Kur’an-ı Kerim’in 107. suresi olan Maun suresi, adını, son ayetinde geçen “maun” sözcüğünden almıştır. Maun, “yardım ve zekat” anlamına gelir. Maun suresi 7 ayetten oluşur. Mekke döneminde inmiştir. Surede, biri Allah’ın (c.c.) nimetlerini ve hesap gününü inkâr eden nankör, diğeri amellerini gösteriş için yapan riyakâr olmak üzere iki tip insan tasvir edilmektedir.

Bismillahirrahmanirrahim Eraeytellezî yükezzibü biddîn. Fezâlikellezî yedu’ulyetîm. Velâ yehuddü alâ taâmil miskîn. Feveylün lil musallîn. Ellezîne hüm an salâtihim sâhûn. Ellezîne hüm yürâûne ve yemneun elmâûn.
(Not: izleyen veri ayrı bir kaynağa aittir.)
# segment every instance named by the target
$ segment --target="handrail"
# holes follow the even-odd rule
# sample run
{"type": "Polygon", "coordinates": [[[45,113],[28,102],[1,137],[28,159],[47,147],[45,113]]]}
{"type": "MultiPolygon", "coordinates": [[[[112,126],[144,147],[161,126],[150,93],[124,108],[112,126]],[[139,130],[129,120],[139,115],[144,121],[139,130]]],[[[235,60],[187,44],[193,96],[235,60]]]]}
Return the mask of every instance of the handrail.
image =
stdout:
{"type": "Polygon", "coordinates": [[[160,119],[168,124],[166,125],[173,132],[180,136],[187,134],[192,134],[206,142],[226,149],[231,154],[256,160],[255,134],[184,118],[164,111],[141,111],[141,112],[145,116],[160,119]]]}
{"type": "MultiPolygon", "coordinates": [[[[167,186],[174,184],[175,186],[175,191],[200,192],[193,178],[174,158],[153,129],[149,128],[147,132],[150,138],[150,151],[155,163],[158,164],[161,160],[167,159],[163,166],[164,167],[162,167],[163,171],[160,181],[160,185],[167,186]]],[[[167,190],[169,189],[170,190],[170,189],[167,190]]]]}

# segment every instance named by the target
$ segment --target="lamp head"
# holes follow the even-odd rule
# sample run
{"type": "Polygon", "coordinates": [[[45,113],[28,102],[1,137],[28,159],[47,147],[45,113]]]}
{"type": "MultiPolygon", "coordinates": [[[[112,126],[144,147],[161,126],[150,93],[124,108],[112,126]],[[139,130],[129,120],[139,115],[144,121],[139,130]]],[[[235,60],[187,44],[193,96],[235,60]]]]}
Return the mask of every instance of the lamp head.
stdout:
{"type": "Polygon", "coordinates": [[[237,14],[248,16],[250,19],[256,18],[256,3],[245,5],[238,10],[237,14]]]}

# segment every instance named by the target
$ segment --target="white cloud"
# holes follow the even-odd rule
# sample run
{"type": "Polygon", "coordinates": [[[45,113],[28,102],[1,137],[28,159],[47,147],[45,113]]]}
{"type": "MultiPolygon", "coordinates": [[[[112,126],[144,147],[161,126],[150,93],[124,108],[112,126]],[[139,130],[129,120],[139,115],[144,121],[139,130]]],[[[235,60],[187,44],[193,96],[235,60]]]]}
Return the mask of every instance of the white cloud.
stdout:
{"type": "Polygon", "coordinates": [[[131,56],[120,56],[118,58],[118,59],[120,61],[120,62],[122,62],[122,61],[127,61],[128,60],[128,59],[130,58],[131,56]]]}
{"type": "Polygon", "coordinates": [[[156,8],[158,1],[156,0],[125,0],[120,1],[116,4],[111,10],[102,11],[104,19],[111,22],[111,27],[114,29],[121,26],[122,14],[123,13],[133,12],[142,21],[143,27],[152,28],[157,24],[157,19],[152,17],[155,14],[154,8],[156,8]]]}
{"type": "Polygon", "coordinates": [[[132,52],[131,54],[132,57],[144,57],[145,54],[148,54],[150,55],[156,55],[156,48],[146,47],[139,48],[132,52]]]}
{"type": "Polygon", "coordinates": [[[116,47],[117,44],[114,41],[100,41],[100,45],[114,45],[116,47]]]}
Anlamı: Gördün mü o hesap gününü yalanlayanı! İşte o yetimi itip kakan, yoksula yedirmeyi özendirmeyen kimsedir. Yazıklar olsun o namaz kılanlara ki, onlar namazlarını ciddiye almazlar. Onlar (namazlarıyla) gösteriş yaparlar. Ufacık bir yardıma bile engel olurlar.